The DJI Mimo app can use the Osmo 3 to automatically capture multiple images and stitch them into a panorama, but the results aren’t exactly great. (Photo: Andrew Liszewski/Gizmodo)
There are, admittedly, a few features I will never use, such as using the Osmo 3 to make automated panoramas as it swings the smartphone around to snap all the images it needs for stitching. The results are not great, and end up with an extreme fisheye effect given the gimbal’s limited range of motion. But everything else DJI has included with the new Osmo Mobile 3 is worth the upgrade. If you shoot a lot of video with your phone it’s an accessory I can’t recommend enough, even if you’re not a professional vlogger and are just capturing vacation memories. And if you’ve already got the Osmo Mobile 2, donate it to an aspiring filmmaker and go buy yourself the new version.

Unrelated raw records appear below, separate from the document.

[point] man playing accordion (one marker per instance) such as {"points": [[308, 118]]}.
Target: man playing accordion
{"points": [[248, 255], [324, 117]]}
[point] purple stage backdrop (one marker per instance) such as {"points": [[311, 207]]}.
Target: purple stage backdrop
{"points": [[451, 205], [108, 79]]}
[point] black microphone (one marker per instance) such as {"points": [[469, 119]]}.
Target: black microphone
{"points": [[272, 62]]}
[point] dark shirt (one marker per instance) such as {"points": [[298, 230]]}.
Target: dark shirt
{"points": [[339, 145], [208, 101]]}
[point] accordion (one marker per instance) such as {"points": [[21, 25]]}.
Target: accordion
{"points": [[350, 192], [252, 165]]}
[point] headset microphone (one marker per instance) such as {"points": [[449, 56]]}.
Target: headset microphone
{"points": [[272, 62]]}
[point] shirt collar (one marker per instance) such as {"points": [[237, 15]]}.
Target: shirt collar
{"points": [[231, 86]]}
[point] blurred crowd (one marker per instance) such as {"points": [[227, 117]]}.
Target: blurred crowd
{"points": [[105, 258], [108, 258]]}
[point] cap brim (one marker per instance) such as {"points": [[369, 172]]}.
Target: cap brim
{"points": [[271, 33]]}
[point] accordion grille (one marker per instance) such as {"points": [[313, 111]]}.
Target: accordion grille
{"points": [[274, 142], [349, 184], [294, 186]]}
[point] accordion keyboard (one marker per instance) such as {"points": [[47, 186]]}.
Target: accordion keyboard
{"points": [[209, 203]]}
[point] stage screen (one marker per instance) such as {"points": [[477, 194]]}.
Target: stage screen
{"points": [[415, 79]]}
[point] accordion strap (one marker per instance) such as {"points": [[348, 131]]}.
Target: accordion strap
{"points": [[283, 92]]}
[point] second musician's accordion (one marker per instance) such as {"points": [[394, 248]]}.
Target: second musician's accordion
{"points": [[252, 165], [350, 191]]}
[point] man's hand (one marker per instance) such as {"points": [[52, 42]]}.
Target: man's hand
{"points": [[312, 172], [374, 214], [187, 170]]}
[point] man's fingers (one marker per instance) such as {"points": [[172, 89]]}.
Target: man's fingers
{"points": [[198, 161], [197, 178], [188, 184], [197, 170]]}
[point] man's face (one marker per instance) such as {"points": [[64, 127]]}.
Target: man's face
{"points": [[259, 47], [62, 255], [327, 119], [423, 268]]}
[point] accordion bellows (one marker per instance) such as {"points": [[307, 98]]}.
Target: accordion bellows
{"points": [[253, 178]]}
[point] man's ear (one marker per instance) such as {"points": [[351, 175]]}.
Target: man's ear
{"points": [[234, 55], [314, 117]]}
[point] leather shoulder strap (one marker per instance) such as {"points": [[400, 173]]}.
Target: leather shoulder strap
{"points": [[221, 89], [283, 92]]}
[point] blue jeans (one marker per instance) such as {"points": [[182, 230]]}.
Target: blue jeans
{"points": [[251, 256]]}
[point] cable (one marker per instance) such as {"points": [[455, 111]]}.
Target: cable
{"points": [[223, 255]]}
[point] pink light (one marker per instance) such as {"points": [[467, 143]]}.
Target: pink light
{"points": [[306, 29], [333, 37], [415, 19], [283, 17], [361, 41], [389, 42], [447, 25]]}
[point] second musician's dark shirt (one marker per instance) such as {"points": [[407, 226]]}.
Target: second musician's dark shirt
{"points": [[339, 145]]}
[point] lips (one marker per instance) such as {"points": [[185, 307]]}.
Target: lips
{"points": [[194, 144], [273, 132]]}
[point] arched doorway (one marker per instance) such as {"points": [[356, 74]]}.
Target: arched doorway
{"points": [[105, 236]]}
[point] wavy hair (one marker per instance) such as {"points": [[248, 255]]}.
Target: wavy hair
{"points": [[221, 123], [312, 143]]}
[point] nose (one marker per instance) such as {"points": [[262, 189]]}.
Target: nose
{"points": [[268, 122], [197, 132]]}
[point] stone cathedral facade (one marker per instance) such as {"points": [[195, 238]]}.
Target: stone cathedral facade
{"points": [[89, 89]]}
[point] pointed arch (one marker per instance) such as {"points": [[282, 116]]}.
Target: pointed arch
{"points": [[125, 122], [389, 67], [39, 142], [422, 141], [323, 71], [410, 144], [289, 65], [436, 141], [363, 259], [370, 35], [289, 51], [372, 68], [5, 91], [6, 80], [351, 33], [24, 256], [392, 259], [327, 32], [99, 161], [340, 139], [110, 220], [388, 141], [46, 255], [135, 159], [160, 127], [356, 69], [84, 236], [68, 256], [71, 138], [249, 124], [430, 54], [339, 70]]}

- For £99 it’s an incredibly affordable way to make your smartphone videos look pro, but splurge for the £119 “Combo” option which adds a useful carrying case and a compact tripod.
- The improved folding design alone makes it worth the upgrade as it’s much easier to take and use anywhere.
- It can now automatically switch between portrait and landscape orientations with a quick button double-tap.
- DJI’s Active Track 3.0 is a welcome addition to the DJI Mimo app, making it much easier to keep subjects in frame.
- Now charges over USB-C, hooray!
- The gimbal’s buttons have been improved for one-handed use.